Michele non combatte da solo. Con lui ci sono gli angeli fedeli, e anche i fratelli che riconoscono la signoria di Dio. La vera forza non è quella delle armi, ma quella della croce. Non è quella del dominio, ma quella del dono di sé. L’Apocalisse ci indica le armi della vittoria, le armi della pace e dice “Essi lo hanno vinto grazie al sangue dell’Agnello e alla parola della loro testimonianza”. Le vere armi della pace sono il sacrificio di Cristo e la fedeltà dei suoi discepoli. Testimoniare la verità, amare fino alla fine, non cedere alla paura: questa è la via della vittoria. San Michele ci guida, ma siamo noi a dover scegliere da che parte stare. Questa è la vera rivoluzione cristiana. In un mondo che ci invita a pensare solo a noi stessi, a difendere i nostri interessi, a chiudere gli occhi davanti al dolore altrui, San Michele ci invita a combattere per ciò che conta davvero: la giustizia, la pace, la verità. E allora diciamo con vigore che la pace non è una “utopia spirituale” (Leone XIV), ma la più concreta delle urgenze davanti all’egemonia della cultura della guerra basata come ha detto Leone XIV sulla “globalizzazione dell’impotenza che è figlia di una menzogna: che la storia sia sempre andata così, che la storia sia scritta dai vincitori. Allora sembra che noi non possiamo nulla. Invece no: la storia è salvata dagli umili, dai giusti, dai martiri, nei quali il bene risplende e l’autentica umanità resiste e si rinnova” (Leone XIV, videomessaggio 12-09-2025). Si tratta di realizzare un radicale rovesciamento del paradigma dominante invece di pensare la pace come semplice assenza di guerra o come suo esito finale, consideriamola come condizione originaria e principio fondativo dell’agire politico e giuridico. La pace come principio, non come fine. Contestiamo l’adagio “si vis pacem, para bellum” (se vuoi la pace, prepara la guerra), proponendo invece “si vis pacem, para pacem” – se vuoi la pace, prepara la pace. Pensiamo la pace non come utopia, ma come realtà da costruire, smontando la superstizione della guerra come necessità storica. Non è la pace a interrompere la guerra, ma il contrario. La guerra è una scelta, non una fatalità (cfr Greco, Critica della ragione bellica, 2025).

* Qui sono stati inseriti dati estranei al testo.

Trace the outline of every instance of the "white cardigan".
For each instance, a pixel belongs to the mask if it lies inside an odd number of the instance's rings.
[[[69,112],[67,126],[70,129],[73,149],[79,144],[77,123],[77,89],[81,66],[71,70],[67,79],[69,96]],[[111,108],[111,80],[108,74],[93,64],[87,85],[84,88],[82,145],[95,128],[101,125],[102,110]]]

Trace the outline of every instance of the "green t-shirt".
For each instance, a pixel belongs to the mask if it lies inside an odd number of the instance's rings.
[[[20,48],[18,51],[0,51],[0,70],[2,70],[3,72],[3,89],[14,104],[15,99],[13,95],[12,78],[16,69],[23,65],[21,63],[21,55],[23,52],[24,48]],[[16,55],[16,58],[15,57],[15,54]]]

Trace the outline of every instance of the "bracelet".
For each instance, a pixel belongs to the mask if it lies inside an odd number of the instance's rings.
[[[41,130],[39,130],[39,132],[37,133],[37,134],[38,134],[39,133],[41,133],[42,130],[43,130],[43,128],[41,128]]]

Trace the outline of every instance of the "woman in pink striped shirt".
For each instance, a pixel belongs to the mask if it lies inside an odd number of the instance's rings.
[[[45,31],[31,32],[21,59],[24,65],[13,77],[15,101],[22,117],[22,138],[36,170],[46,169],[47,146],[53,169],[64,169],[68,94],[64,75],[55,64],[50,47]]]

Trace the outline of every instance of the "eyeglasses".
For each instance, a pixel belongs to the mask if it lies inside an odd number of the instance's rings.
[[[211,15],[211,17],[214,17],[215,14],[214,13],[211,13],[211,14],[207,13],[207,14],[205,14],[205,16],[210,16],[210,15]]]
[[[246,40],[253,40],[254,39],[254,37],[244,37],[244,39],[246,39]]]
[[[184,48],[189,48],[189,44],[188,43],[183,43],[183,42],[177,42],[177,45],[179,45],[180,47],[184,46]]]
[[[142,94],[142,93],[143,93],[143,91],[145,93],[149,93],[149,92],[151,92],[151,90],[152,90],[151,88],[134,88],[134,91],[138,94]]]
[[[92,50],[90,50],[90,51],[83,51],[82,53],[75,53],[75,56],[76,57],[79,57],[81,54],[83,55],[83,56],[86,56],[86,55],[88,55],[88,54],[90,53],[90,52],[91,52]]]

Il brano si conclude con un grido di gioia: “Esultate, dunque, o cieli e voi che abitate in essi”. La vittoria è già stata conquistata. Cristo ha vinto. Il male è stato sconfitto. Ma sulla terra, il combattimento continua. E noi siamo chiamati a essere parte di questa battaglia non con paura, ma con speranza. Ci rendiamo conto come con San Michele non celebriamo solo un arcangelo, celebriamo una vocazione: quella ad essere combattenti del bene. In ogni gesto di amore, in ogni parola di verità, in ogni scelta di giustizia, noi partecipiamo alla vittoria di Dio. San Michele è un custode, un intercessore, un compagno di viaggio. Affidiamoci a lui. Chiediamogli di difendere il nostro mondo, la nostra patria, la nostra comunità diocesana, la nostra città, le nostre famiglie, le nostre coscienze. San Michele ci accompagni, ci protegga, e ci renda forti nella battaglia della vita. Così sia!